Furlan mostrou-se bastante satisfeito com os diversos recordes. ''As exportações e importações cresceram praticamente o mesmo, o que nos coloca numa situação saudável de aumento da corrente de comércio'', avaliou.
As vendas de produtos brasileiros no exterior aumentaram 24,6% em maio, ante o registrado no mesmo período do ano passado. As importações, por sua vez, cresceram 25,1% no período. A soma de exportações e importações - a chamada corrente de comércio - atingiu o valor de US$ 12,7 bilhões, o segundo melhor resultado mensal já apurado.
Ao longo de maio, as empresas brasileiras conseguiram ampliar o leque de mercados compradores. As vendas para o Oriente Médio, por exemplo, cresceram 50,3%, enquanto as exportações para a África aumentaram 28,4%. Furlan atribuiu parte dessa maior diversificação de mercados ao trabalho que têm sido desenvolvido pelo presidente Luiz Inácio Lula da Silva por meio de suas viagens internacionais. ''Temos ido aonde há espaço para crescermos'', salientou Furlan.
Além dessa maior diversificação de mercados, Furlan comemorou a melhora do perfil da pauta de exportações. ''O maior crescimento de vendas se deu exatamente nos produtos de maior valor agregado'', disse.
A venda de aviões cresceu 96,3% e de automóveis, 23,8%. A venda de aços laminados planos, um produto mais refinado da indústria siderúrgica, registrou alta de 58,4%. Ao todo, a venda de produtos manufaturados teve um aumento de 27,4% em maio.
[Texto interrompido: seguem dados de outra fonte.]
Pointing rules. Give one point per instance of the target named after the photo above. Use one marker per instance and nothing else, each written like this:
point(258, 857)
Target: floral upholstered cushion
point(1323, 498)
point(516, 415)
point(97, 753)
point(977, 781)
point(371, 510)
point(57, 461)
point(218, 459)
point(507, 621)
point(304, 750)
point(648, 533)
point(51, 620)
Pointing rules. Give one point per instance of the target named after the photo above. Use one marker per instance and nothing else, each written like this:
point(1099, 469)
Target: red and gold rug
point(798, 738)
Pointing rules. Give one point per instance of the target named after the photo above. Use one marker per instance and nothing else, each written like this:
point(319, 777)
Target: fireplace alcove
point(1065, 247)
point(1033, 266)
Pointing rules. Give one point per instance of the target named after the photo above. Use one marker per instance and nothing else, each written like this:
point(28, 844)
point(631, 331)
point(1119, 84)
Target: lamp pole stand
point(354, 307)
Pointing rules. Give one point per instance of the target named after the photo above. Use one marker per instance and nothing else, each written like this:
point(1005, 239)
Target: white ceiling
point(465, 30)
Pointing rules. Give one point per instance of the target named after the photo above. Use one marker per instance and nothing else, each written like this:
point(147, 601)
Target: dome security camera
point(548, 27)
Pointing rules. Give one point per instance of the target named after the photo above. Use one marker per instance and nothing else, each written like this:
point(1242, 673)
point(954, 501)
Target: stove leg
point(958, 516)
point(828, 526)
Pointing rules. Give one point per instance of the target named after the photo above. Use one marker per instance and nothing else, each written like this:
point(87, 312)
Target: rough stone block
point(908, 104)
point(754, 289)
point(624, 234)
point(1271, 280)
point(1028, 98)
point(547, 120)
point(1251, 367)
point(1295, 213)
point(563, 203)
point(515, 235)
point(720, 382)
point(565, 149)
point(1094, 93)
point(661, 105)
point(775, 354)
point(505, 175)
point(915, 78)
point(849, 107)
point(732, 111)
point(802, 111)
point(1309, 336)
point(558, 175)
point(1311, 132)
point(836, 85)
Nos primeiros cinco meses do ano, as exportações somaram US$ 33,9 bilhões e as importações, US$ 22,7 bilhões. O resultado das exportações e o saldo acumulado foram novos recordes históricos registrados pela Secretaria de Comércio Exterior (Secex) do Ministério do Desenvolvimento.
Na contabilidade entre junho de 2003 e o mês passado, outros recordes foram batidos. ''Pela primeira vez na história alcançamos a marca de US$ 130 bilhões na corrente de comércio'', comentou Furlan.
Mesmo com todos esses recordes, o ministro disse que o governo mantém sua estimativa de fechar o ano com um volume total de exportações na casa de US$ 83 bilhões. Outro dado importante é o saldo da balança nos 12 meses entre junho de 2003 e maio passado, que alcançou o volume recorde de US$ 28 bilhões, 45% a mais que os US$ 19,2 bilhões verificados entre junho de 2003 e maio de 2003.